GOLD PRICE losses of 2.5% from yesterday's plunge worsened in Asian and London hours Tuesday, pulling the metal down to new 4-month lows in wholesale bullion trade as positive economic data and more Covid vaccine news coincided with US President Donald Trump effectively conceding defeat and allowing the transition of White House power to Democrat opponent Joe Biden to begin.
Government bond prices were little changed in contrast, helping inflation-adjusted US interest rates slip to their most negative in nearly 3 weeks at -0.87% as market expectations for the cost of living ticked higher.
But gold prices – more closely tied to real US rates than ever before in summer 2020 – still fell to $1804 per ounce, down 13.0% from start-August's record high of $2075.
"Janet Yellen as Treasury secretary is
a huge plus for markets," the
Financial Times quotes chief investment officer Dan Scott at $300bn wealth managers Vontobel, commenting on Biden's overnight announcement of his key economics team.
Replaced by Trump as US Federal Reserve chair after just 1 term, "She's highly competent and she has a long history in basically understanding...the limitations of monetary policy," Scott adds, meaning that Biden's fiscal stimulus plans will take center-stage.
Stock markets rose everywhere but China, extending the
MSCI World Index's rise back towards last week's new all-time high.
Silver stabilized after hitting 1-month lows at $23 per ounce, while the price of platinum – which also finds over 50% of its net annual demand from productive uses – rallied to $978, near a 2-month high when reached late last week.
Euro gold prices fell to €1522 per ounce, the lowest since mid-June and 13.0% below the summer's peak.
The
UK gold price in Pounds per ounce fell to £1353, also a new record high when first reached in March's Covid Crisis but almost 15% below start-August's peak for GBP investors.
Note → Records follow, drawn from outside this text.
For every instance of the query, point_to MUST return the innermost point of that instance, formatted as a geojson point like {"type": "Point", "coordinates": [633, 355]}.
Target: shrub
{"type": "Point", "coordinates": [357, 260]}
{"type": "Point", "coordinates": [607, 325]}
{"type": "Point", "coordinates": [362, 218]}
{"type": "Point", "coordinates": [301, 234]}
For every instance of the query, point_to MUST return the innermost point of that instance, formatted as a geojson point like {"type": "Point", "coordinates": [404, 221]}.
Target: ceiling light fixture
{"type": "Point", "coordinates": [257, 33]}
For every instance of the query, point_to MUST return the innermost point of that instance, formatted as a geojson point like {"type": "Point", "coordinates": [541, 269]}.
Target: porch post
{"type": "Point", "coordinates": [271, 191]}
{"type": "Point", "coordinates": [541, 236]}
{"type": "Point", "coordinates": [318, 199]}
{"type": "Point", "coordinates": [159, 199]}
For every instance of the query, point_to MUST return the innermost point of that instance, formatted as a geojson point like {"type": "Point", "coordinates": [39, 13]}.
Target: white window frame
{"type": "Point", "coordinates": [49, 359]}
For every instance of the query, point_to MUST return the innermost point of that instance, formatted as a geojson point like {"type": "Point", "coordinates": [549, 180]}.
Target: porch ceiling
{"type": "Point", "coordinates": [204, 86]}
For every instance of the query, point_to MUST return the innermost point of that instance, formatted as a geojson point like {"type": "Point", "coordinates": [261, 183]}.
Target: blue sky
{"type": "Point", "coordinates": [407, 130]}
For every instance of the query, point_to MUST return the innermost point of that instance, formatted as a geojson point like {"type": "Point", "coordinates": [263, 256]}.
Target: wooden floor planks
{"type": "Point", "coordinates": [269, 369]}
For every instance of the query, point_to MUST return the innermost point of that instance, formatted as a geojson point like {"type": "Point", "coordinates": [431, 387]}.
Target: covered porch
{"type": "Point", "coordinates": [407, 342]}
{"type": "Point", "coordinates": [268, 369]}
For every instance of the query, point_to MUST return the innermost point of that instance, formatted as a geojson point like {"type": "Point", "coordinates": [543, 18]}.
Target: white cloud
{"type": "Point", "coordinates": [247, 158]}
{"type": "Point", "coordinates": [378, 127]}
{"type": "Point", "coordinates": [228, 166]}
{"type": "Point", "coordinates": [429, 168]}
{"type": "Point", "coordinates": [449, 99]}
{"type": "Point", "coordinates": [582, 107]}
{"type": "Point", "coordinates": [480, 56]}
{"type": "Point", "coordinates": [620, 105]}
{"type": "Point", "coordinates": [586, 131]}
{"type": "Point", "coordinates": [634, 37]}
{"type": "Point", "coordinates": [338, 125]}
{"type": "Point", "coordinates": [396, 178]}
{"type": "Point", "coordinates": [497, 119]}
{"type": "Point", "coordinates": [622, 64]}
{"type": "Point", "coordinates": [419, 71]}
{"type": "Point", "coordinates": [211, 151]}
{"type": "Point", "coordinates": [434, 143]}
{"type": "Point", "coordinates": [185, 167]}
Shanghai gold prices today fell to the lowest since May in Yuan terms, but reduced their discount to London quotes by a dollar to $18 per ounce, suggesting continued weakness in domestic gold demand over supply in China – the metal's No.1 consumer market – as new data showed
a fresh slump in bullion imports via Hong Kong for October.
"Historically," says chief analyst Rhona O'Connell at brokerage StoneX, "Asian buyers would buy into a falling trend on the perception of value; over the past ten years or so this has changed...purchasers are now more prepared to forego the first 5-10% of a move in favour of confidence in a new upward trend."
While gold prices in India last week rose to show a $4 per ounce premium to London amid a rebound in demand for the Diwali festival, footfall at the No.2 consumer's jewellers continues to stay light as the BJP Government of Narendra Modi debates whether to
impose another national lockdown amid a fast-worsening 2nd wave of Covid.
Both of the world's largest
gold-backed ETF investment trusts shrank Monday, with the SPDR product (NYSEArca: GLD) seeing 0.6% liquidation to its smallest since mid-July, while the smaller iShares Trust (NYSEArca: IAU) sawa 4th consective day of outflows.
Open interest in Comex gold derivatives contracts meantime rose. "Given the technical forces in play," says O'Connell, "it is likely that short-side trades were triggered, more so than long liquidation."
Trading volumes in US Comex gold futures and options leapt 69% on Monday from Friday's turnover, reaching the highest since 9 November, when gold prices lost $100 per ounce on the
first Western vaccine announcement from Pfizer.
Commodities meantime extended Monday's 1.0% gain on the S&P GSCI index today, adding another 0.5% by lunchtime in London with crude oil adding 1.5%, US gasoline 2.0%, and US hearing oil 2.2%.
Going into 2013 – the year of
gold's steep post-financial crisis crash – gold saw its weighting in the GSCI unchanged at 3.0%, while crude oil was raised to 6.2% and saw strong gains over the first 9 months of the year.